Alas for you, lawyers and Pharisees, hypocrites! You clean the outside of cup and dish, which you have filled inside by robbery and self-indulgence! Blind Pharisee! Clean the inside of the cup first; then the outside will be clean also. Matt. 23:25, 26, N.E.B.
I once bought a large hydraulic jack at a yard sale, and I was excited. For only $15 I brought home a shiny, hefty-looking piece of equipment that the pleasant lady behind the table had assured me was almost new. As I tried it out under our car, I bragged about my clever purchase to my wife. My face became red with anger (and embarrassment) as the jack oozed hydraulic fluid all over the floor and the car sank slowly down.

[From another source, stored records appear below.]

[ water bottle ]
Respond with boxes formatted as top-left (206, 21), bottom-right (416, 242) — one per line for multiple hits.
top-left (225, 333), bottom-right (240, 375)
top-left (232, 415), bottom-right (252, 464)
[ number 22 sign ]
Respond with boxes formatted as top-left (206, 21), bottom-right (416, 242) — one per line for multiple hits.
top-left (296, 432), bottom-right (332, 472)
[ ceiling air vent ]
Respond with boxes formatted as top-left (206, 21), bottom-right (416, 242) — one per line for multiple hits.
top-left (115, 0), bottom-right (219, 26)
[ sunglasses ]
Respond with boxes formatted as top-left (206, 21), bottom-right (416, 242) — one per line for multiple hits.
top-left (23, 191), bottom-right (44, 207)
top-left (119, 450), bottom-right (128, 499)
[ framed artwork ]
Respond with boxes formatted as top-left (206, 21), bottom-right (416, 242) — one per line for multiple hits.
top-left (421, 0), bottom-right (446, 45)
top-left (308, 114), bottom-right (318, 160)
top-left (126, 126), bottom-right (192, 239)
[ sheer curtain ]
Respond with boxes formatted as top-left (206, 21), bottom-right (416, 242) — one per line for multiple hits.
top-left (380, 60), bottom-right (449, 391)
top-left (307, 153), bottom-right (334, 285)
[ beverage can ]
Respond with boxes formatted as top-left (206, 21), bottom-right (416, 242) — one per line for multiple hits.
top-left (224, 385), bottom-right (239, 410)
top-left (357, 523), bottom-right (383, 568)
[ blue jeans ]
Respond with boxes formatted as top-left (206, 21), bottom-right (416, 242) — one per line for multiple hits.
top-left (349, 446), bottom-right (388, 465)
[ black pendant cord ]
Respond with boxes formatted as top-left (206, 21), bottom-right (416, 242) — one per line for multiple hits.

Jesus is absolutely committed to reality. He wants everything in His kingdom actually to be on the inside what it claims to be on the outside. Nothing short of this would allow us to trust each other throughout eternity. No wonder He spoke so severely to those religious leaders who were veterans of pretense. Claiming to speak on behalf of God, the Pharisees were giving the people reason to believe that God Himself would be content with an outward show of righteousness, overlooking the reality of the inner condition. But Jesus was telling all who would hear that His Father, too, was committed to reality.
This raises an interesting question. If Jesus decries the idea of a person being clean only by outward appearance while in reality being still attached to sin, then what is the difference between an outwardly scrubbed cup and the "robe of Christ's righteousness," as it has often been understood? Rather than hiding our real condition from the eyes of man (as taught by the clean cup metaphor), the robe of Christ's righteousness is presumed to hide our real condition from the eyes of God. This idea suggests we can "hide" under the substitutionary merit of Christ's perfect righteousness and the Father will accept us to be what in reality we are not.
But the robe of Christ's righteousness is never intended to be a falsification of reality. Christ does not provide it either to fool or to change the Father. The robe is Christ's potent statement of the Father's love and acceptance for the sinner, which--when claimed and worn with pride--will produce actual cleanness within the sinner. And God need make no provision to hide sins that He is confident He can heal.